1. $h$ is surjective

2. $h$ is injective

How do I use/incorporate the fact that $h$ is surjective/injective in order to prove that $f=g$?

My attempt at proving (1):

Let $h$ be surjective, therefore for every $b\in B$, there exists $a \in A$ such that $h(a) = b$. Therefore, $f \circ h$ and $g \circ h$ are defined for every $a \in A$.

And given that $f \circ h = g \circ h$, it is true that for every $a \in A \implies f \circ h (a) = g \circ (a)$. Therefore $f = g$.

Edit: My attempt at proving (2):

Let $h$ be injective and not surjective. Therefore there exists $b_1 \in B$ such that for all $a \in A$ $f(a) \neq b_1$. We will define $f$ such that: $f(b_1) = c_1$, and we will define $g$ such that: $g(b_1) = c_2$.

Therefore $f \neq g$.

Answer 1

f and g are mappings with the same domains and codomains. Therefore they are equal iff for all $x$ in $ B$ $f(x)=g(x)$.
Draw a diagram with h as a surjective mapping and realise that the previous equality holds because for any element of $B$ we can always find an element of $A$ that maps to it via $ h $. Use a similiar diagram to find a counterexample in case that $h$ is injective.

Answer 2

Your proof is okay - it certainly gets the right idea, but it's not quite correctly written. Your first sentence is a good idea:

Since $h$ is surjective, for every $b\in B$ there exists an $a\in A$ such that $h(a)=b$.

You then write "therefore $f\circ h$ and $g\circ h$ are defined for every $a\in A$" - but that's not relevant, because these are all (total) functions, so whether or not an expression is defined for every $a\in A$ doesn't depend at all on surjectivity and, indeed, in this context, is assumed by the notation that $f\circ h$ and $g\circ h$ are maps $A\rightarrow C$. You also get the right idea that two functions are equal if and only if all of their evaluations are equal - but you don't apply this to the pair $(f,g)$ of functions.

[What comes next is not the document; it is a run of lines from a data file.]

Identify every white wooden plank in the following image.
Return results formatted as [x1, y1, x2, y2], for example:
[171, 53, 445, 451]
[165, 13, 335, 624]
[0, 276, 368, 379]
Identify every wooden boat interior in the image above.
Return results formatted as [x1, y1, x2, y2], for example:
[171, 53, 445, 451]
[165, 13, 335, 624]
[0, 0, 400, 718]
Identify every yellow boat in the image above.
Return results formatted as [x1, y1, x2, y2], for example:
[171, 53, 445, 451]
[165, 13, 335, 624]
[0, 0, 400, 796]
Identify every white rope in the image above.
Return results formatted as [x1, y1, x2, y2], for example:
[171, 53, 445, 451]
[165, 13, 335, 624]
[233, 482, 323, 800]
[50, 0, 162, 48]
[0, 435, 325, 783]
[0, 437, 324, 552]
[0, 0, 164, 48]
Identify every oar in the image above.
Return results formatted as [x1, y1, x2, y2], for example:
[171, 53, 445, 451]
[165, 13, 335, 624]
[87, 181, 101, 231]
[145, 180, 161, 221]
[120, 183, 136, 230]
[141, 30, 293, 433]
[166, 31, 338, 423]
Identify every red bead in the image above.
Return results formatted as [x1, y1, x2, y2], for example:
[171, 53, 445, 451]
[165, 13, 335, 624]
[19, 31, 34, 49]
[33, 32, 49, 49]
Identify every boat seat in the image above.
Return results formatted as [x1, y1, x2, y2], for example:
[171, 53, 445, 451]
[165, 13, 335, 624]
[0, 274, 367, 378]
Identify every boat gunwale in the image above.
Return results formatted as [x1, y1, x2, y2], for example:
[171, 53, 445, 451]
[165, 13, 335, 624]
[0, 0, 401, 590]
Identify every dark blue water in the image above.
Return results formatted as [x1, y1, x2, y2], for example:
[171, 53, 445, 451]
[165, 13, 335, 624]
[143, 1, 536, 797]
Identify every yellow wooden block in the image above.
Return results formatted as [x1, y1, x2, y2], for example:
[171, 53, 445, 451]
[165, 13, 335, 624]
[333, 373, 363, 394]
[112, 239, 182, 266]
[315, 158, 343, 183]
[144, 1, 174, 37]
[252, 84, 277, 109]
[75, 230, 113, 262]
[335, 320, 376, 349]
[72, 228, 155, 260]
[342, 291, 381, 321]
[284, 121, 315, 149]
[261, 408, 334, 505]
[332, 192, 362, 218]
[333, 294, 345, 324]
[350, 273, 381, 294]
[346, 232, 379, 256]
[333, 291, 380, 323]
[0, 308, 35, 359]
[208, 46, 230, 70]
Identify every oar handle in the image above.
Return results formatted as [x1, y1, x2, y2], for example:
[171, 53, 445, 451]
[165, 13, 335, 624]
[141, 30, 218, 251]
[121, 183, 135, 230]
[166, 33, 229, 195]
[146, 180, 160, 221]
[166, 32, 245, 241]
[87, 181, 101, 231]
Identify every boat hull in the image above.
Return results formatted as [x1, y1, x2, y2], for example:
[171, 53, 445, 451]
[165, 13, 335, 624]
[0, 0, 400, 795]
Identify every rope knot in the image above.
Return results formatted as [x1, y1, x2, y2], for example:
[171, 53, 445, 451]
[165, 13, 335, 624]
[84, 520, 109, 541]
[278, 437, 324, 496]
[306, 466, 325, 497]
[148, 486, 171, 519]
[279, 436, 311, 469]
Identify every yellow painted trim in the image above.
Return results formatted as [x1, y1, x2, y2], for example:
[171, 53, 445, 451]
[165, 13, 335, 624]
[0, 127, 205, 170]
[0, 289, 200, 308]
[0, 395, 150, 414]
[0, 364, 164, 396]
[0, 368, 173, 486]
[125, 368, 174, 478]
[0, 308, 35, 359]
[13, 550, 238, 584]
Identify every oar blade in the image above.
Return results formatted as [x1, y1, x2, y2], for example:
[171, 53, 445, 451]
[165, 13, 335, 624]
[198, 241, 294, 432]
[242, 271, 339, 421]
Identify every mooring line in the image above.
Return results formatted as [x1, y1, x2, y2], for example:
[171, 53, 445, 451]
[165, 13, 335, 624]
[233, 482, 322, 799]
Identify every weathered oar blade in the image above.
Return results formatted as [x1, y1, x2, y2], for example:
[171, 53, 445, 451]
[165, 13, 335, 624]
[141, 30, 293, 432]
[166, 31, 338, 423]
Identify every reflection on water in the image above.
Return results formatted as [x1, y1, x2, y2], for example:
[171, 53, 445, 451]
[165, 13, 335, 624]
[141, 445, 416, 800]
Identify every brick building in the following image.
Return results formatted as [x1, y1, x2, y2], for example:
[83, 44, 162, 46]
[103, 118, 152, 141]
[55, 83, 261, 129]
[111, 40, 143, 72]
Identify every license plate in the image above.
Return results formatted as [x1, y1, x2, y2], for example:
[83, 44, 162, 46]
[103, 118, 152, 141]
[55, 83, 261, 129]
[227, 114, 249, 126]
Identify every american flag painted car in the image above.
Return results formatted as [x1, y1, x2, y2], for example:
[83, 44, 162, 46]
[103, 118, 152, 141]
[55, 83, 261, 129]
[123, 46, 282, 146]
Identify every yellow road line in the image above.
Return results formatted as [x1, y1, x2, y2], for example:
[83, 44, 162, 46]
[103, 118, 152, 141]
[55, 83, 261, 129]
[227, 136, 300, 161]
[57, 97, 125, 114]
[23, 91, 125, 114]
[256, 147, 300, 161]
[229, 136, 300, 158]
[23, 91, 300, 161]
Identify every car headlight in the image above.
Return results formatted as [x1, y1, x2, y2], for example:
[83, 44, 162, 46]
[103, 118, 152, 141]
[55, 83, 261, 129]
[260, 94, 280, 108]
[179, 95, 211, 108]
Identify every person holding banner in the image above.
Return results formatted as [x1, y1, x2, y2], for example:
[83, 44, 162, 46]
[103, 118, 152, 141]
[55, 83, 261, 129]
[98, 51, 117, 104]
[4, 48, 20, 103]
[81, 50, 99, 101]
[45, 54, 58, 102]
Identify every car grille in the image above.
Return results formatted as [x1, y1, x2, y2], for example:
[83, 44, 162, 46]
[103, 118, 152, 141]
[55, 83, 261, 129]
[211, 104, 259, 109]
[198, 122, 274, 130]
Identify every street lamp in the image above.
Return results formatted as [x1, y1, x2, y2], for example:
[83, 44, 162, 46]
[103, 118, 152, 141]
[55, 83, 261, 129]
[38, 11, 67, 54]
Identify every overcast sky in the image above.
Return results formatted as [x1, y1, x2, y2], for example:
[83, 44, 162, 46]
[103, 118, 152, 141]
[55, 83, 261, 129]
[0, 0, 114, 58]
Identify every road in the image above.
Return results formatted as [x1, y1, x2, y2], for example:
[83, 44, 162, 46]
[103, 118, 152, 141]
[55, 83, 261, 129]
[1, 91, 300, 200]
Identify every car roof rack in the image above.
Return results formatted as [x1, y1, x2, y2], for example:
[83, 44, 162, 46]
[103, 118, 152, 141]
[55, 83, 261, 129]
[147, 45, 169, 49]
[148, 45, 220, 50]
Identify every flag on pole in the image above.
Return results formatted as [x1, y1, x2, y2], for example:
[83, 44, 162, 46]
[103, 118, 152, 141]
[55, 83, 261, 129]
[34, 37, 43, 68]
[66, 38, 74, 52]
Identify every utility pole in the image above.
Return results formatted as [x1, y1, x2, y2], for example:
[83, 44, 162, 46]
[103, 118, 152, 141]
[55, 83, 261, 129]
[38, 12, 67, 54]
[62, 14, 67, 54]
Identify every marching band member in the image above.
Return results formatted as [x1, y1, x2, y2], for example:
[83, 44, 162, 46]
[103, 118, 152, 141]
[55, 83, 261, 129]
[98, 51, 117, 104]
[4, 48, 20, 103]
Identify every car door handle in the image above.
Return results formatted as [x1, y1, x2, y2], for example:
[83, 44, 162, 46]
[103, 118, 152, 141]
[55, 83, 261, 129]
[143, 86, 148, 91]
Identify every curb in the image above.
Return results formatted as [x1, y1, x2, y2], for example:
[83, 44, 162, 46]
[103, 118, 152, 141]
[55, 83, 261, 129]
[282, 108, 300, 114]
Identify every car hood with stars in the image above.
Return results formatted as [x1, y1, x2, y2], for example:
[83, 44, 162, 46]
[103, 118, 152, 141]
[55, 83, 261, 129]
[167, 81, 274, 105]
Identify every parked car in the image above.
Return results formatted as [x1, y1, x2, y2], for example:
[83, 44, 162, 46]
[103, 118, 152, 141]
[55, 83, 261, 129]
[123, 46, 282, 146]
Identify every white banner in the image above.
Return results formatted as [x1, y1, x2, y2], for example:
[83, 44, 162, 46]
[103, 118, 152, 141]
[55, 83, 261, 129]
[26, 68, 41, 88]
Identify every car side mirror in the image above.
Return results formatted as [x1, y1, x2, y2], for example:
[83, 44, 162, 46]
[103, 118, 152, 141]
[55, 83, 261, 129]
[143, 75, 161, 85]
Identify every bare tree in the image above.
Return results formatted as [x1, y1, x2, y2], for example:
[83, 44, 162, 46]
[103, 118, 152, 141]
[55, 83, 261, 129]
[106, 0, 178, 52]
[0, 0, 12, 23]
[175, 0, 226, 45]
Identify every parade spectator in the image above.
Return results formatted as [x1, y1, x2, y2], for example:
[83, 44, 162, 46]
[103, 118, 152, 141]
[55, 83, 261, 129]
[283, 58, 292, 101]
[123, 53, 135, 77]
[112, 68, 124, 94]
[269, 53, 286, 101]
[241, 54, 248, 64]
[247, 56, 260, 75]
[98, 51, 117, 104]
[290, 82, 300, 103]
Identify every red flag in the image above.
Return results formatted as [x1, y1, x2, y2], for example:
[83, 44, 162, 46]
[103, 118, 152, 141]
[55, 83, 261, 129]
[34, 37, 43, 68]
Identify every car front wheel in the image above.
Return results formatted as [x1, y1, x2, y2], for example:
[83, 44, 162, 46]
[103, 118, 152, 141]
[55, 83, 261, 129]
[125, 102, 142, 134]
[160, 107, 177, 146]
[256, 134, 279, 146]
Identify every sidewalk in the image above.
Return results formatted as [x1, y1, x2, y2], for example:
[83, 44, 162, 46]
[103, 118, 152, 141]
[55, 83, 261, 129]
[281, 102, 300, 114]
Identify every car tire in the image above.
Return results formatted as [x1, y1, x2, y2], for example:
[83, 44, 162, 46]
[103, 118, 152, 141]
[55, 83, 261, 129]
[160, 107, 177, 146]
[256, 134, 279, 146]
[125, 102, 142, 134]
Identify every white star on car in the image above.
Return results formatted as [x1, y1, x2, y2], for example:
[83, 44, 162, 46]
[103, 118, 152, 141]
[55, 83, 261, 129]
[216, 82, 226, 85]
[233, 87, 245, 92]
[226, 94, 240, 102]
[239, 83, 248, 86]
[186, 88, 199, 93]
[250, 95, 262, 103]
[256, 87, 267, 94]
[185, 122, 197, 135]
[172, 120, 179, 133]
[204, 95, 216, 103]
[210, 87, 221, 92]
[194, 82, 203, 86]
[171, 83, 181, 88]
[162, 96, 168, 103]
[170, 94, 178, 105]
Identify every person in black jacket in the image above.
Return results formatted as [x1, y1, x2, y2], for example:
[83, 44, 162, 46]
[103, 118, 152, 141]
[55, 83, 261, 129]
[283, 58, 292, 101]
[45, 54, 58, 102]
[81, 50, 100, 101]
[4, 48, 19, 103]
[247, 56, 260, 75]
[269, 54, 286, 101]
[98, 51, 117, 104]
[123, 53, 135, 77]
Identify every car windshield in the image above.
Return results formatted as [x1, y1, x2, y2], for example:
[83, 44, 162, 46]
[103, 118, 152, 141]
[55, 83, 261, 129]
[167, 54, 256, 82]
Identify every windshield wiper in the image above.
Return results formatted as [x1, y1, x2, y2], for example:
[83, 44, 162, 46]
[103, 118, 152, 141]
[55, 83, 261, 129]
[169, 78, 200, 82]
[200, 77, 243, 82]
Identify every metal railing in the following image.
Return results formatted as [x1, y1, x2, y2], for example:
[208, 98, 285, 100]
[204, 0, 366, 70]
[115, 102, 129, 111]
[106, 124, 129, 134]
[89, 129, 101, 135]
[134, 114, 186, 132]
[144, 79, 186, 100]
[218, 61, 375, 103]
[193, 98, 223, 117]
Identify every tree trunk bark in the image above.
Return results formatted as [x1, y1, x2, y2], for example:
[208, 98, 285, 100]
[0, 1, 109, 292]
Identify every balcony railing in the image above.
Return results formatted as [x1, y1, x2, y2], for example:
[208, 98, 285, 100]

It's somewhat better to start by thinking about your goal: you want to show $f=g$ which is the same as saying that $f(b)=g(b)$ for all $b\in B$. This is almost always a good starting point if you wish to show functions are equal. It makes it clear how this statement fits together with $h$ being surjective: that lets us pick some $a$ so that $h(a)=b$. Then you can just write

Let $b\in B$ be arbitrary. Note that there exists some $a\in A$ such that $h(a)=b$. Therefore $f(b)=f(h(a))=g(h(a))=g(b)$ where the middle equality follows from the assumption that $f\circ h = g\circ h$. Since $b$ was arbitrary, $f = g$.

It seems like you had the idea of this in mind, but your proof didn't accurately convey it. Note how our path is very explicit here: we showed $f=g$ by showing that $f(b)=g(b)$ for every $b\in B$, which we did via a little algebra involving the substitution $b=h(a)$.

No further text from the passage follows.